VisiData is the open source data multitool that I've been developing since 2016.
When it comes to data wrangling:
- Python is a powerful and ubiquitious platform;
- the spreadsheet is an intuitive and flexible paradigm;
- the terminal is an efficient and universal interface;
VisiData unites Python + spreadsheet + terminal into a lightweight tool that scales to gigabytes of data.
You can start using it immediately, and learn new commands as you go.
The original impetus was efficient workflow for text mode junkies like myself.
As a data worker, I wanted quick access to data at all stages of the pipeline, and in all kinds of storage systems and formats. So I can focus on the task at hand, and not have to spend unnecessary energy on the tool.
- Pragmatic behavior and defaults.
- Expose internals, like error messages and types.

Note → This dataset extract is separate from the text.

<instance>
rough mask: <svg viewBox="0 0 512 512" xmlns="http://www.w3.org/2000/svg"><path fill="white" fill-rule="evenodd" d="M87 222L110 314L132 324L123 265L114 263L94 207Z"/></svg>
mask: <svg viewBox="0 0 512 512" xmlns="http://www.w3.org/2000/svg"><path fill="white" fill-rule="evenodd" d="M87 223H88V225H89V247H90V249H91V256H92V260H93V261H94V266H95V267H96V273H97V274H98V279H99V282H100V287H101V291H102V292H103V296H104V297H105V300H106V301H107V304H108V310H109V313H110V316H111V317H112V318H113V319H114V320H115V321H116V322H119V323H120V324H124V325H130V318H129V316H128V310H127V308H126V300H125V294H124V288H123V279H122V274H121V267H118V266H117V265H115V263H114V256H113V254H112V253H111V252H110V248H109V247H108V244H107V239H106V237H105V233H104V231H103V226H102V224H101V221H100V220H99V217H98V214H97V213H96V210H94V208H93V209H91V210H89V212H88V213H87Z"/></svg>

- Optimize for keystrokes.
- One interface is sufficient for basic exploration of any kind of tabular data.
- Internals can be viewed with the same interface.
- Few dependencies, minimal install steps, and no configuration required.
- Launches with minimal delay, all commands feel snappy.
- Easily integratable into existing workflows.
- Substantially faster than existing tools (when taking into account user interface time).
- Extensible with user-defined commands and views.
- Entire new standalone applications can be created with minimal code.
Rows are objects; columns are functions of rows.
Rows can be anything: the actual data of their row, or an index into another data structure.
Columns know how to get (or set) their values, given the row.
Therefore rows can be loaded in whatever format is most convenient or efficient, and Columns are extremely lightweight and composable.